Lusiun
Nombrar nuevos capitanes, sargentos y cabos después de mi pequeña venganza en el bosque fue tarea fácil. Ebbe, Enael y algunos de los soldados más valientes y leales recibieron tal honor y a lo largo del viaje de regreso fueron instruidos en sus nuevas responsabilidades por los capitanes que se habían apegado a mis órdenes y deseos. Sin saberlo, había logrado lo que deseaba, viajar sola y en silencio, disfrutar de un tiempo para mirar con odio mis mangas manchadas de sangre ¿Cuánta pertenecía a Yelalla y cuánta a Eneth? Rasqué mi pierna. La herida que me había hecho en batalla escocía y picaba como un enjambre de abejas. No teníamos muchos médicos en el grupo y no iba a pedir ayuda a uno. Podía resistir hasta llegar a mi castillo.
—De verdad espero que esto no te cause problemas ante el rey.

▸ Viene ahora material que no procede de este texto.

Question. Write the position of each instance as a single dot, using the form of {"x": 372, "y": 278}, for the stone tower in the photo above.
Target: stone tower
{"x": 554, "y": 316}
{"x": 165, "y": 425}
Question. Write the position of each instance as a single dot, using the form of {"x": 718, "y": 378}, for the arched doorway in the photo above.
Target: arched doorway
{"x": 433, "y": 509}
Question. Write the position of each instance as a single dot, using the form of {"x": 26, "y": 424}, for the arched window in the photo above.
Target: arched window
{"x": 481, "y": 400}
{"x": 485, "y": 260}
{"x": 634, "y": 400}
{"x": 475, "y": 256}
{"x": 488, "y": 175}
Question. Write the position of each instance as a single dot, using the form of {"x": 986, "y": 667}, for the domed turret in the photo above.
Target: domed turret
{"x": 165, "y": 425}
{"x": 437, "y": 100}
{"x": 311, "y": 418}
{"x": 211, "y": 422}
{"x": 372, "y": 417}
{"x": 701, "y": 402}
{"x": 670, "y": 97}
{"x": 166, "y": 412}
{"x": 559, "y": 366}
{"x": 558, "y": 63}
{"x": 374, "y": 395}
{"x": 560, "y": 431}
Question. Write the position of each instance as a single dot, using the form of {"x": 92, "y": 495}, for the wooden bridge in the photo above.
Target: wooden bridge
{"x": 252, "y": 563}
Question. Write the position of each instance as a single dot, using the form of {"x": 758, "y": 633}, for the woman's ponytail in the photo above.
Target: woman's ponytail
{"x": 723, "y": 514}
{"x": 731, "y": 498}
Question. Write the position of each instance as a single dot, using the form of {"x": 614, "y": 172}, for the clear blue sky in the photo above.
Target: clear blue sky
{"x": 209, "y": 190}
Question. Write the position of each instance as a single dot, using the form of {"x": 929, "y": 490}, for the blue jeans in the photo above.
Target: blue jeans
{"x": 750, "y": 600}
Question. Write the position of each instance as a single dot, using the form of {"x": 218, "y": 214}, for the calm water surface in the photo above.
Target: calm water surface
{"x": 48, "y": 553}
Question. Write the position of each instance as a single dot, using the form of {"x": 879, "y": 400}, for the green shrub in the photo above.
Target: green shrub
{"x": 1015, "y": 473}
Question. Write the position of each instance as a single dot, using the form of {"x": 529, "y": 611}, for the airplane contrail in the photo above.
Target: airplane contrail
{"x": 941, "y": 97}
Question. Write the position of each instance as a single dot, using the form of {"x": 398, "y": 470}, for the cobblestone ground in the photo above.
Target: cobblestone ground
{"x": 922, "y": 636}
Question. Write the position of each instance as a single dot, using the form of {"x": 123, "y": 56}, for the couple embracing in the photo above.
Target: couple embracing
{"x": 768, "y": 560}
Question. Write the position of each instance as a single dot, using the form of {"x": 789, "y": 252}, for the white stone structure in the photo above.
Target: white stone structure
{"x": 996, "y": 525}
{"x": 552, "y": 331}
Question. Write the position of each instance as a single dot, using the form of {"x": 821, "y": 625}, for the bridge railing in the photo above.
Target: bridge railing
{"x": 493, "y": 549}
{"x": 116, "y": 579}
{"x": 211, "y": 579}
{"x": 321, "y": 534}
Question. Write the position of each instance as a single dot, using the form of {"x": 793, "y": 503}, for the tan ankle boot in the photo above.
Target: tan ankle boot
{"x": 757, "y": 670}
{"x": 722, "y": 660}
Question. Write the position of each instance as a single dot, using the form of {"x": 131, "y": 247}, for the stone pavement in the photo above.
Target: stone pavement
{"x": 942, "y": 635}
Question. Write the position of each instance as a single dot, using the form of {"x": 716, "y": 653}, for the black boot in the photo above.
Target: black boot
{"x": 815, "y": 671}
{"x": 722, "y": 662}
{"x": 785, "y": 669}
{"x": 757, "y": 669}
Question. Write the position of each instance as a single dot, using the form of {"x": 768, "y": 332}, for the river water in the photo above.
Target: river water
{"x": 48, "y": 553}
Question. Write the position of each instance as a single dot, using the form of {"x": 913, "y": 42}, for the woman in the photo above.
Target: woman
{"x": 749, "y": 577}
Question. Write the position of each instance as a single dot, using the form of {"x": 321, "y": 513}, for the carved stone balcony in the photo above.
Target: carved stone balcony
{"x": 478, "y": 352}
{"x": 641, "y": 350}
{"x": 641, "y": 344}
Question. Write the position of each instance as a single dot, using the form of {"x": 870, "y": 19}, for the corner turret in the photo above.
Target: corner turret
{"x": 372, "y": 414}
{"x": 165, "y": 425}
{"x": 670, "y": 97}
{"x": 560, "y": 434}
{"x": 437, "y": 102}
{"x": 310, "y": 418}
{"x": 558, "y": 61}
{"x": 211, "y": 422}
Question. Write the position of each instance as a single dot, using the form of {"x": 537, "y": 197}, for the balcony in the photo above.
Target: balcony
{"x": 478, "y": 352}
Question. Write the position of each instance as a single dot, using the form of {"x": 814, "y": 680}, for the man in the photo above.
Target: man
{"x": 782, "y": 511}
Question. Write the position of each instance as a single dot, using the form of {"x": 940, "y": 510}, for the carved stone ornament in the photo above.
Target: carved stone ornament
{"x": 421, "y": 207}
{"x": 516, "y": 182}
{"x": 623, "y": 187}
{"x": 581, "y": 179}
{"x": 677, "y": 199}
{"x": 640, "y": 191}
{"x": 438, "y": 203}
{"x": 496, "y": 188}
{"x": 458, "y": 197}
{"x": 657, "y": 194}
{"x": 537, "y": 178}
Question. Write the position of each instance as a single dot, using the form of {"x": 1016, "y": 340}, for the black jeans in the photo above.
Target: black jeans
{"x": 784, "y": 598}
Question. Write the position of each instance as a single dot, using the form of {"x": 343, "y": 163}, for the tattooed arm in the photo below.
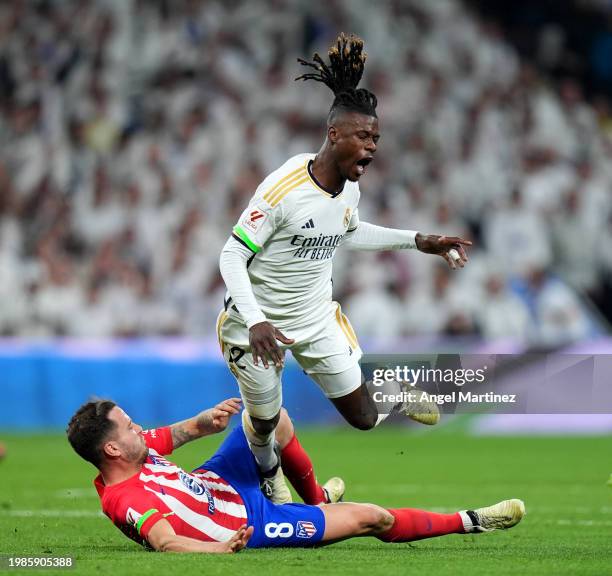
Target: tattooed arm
{"x": 205, "y": 423}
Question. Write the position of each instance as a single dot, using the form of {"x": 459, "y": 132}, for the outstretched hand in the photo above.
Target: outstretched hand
{"x": 451, "y": 248}
{"x": 239, "y": 540}
{"x": 262, "y": 339}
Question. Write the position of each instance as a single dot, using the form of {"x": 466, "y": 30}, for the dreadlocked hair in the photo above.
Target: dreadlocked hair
{"x": 342, "y": 75}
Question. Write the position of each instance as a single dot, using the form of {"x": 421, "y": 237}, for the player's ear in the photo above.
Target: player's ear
{"x": 111, "y": 449}
{"x": 332, "y": 134}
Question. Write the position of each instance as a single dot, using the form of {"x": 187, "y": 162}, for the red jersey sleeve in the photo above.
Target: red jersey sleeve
{"x": 159, "y": 439}
{"x": 135, "y": 511}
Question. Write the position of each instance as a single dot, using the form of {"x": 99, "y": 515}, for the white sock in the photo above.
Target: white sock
{"x": 261, "y": 446}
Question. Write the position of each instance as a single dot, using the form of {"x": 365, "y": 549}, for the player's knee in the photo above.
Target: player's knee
{"x": 284, "y": 429}
{"x": 265, "y": 427}
{"x": 374, "y": 520}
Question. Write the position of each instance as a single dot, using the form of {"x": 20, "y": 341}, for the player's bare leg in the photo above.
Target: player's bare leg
{"x": 299, "y": 470}
{"x": 359, "y": 409}
{"x": 349, "y": 520}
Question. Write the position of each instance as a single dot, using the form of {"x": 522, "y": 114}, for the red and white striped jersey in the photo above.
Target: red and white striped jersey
{"x": 199, "y": 505}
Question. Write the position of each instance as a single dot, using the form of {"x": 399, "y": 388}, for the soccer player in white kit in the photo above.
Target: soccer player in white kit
{"x": 277, "y": 267}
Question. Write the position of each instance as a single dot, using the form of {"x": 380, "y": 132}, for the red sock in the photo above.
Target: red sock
{"x": 411, "y": 524}
{"x": 298, "y": 469}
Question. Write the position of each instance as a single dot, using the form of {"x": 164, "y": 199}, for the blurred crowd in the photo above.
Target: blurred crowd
{"x": 134, "y": 132}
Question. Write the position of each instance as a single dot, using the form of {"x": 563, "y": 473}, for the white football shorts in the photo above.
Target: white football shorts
{"x": 329, "y": 355}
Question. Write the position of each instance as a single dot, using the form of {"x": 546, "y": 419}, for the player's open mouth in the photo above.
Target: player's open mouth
{"x": 363, "y": 164}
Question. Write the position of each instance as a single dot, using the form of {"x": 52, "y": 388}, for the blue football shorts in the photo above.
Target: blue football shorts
{"x": 287, "y": 525}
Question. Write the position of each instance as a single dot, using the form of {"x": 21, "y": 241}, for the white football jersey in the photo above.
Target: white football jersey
{"x": 294, "y": 227}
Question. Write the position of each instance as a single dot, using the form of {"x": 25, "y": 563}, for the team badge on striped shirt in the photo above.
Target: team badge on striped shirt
{"x": 305, "y": 529}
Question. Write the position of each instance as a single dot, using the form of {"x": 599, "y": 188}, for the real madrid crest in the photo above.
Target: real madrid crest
{"x": 347, "y": 217}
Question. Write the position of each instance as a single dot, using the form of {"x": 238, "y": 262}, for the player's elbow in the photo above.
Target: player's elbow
{"x": 168, "y": 544}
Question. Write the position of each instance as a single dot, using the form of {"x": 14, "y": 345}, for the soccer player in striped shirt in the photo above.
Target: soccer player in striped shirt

Acabaste con más de la mitad de tus oficiales, Ialnar —repuso Enael en cuanto entramos a la primera aldea.
—Él me entenderá —suspiré—. No puedo permitir que vayan por ahí desobedeciendo mis órdenes como si yo no valiera nada.
—Pensé que habías impartido justicia porque querías asegurarte de ser obedecido, no para ganar respeto y crearte un nombre —resopló Enael con incredulidad.

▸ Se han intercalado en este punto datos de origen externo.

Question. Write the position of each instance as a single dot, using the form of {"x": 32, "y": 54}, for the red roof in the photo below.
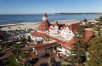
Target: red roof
{"x": 69, "y": 45}
{"x": 88, "y": 35}
{"x": 44, "y": 25}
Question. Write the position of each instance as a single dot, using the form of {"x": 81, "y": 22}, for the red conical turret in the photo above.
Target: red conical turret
{"x": 44, "y": 26}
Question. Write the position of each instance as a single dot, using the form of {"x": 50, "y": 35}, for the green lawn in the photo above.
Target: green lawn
{"x": 12, "y": 60}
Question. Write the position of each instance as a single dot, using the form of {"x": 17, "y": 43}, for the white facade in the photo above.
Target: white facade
{"x": 54, "y": 31}
{"x": 66, "y": 34}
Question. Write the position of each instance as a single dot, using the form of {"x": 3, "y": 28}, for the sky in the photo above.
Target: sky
{"x": 49, "y": 6}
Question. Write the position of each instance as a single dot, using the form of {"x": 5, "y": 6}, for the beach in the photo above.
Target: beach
{"x": 20, "y": 27}
{"x": 23, "y": 26}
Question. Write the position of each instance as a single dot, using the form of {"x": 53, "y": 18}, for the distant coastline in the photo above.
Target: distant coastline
{"x": 78, "y": 13}
{"x": 51, "y": 13}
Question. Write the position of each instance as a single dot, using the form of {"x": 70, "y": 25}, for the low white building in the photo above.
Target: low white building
{"x": 66, "y": 33}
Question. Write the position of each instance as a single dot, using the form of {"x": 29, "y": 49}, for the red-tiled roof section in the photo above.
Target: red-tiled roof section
{"x": 44, "y": 46}
{"x": 38, "y": 34}
{"x": 65, "y": 44}
{"x": 88, "y": 35}
{"x": 44, "y": 25}
{"x": 69, "y": 45}
{"x": 74, "y": 26}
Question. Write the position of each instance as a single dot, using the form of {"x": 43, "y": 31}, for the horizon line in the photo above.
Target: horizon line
{"x": 54, "y": 13}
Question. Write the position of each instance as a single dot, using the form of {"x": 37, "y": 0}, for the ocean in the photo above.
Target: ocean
{"x": 14, "y": 19}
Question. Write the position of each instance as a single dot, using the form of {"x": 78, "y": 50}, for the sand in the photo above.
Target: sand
{"x": 20, "y": 26}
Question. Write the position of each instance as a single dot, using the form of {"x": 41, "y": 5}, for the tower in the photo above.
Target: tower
{"x": 44, "y": 25}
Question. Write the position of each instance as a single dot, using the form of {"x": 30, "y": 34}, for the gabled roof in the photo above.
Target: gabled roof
{"x": 44, "y": 25}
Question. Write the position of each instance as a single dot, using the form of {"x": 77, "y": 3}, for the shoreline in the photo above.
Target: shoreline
{"x": 31, "y": 25}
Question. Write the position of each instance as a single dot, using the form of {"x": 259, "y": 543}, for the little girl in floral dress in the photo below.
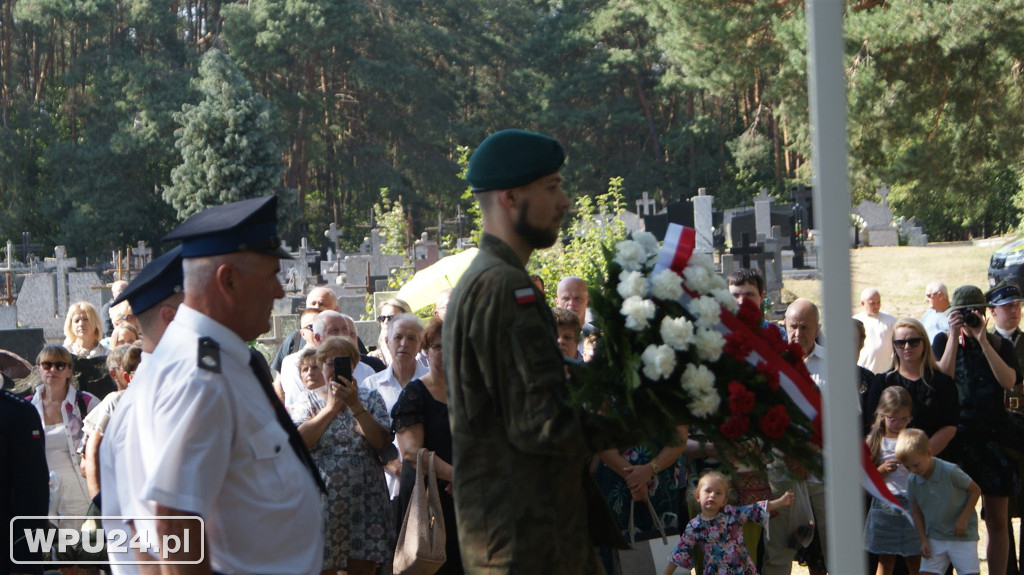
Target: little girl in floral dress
{"x": 719, "y": 529}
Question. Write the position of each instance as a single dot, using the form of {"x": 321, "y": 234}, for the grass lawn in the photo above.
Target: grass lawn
{"x": 900, "y": 274}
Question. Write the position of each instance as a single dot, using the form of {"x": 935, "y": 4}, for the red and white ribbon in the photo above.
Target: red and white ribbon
{"x": 676, "y": 253}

Lo miré con desprecio. Había dado en el clavo al preguntarme, al aprovecharse de mi mente afiebrada y llena de dudas y culpa.
—Lo hice por muchas cosas, Enael. No soy perfecto, nadie lo es. Cuando entiendas la responsabilidad que puse sobre tus hombros lo comprenderás.
Espoleé a Galeón. Quería esconderme detrás de las puertas de mi castillo. Desaparecer un par de días en mi habitación. Cualquier cosa con tal de volver a conectarme con el mundo, porque no me sentía así. Entre la fiebre que arrastraba mi mente a confines oscuros y sin control y la culpa agobiante, me sentía flotar lejos de mi cuerpo, lejos del vaivén del suave paso de Galeón, de la peste que emanaba de mi armadura y de la comezón que amenazaba con obligarme a arrancarme la piel con las uñas.
Lamentablemente no podía cumplir aún mis deseos. Debía presentarme ante el rey, entregarle su parte del botín, deleitarlo con la historia de mi grandiosa victoria y quizás, aprovechar la oportunidad de acercarme a Gaseli.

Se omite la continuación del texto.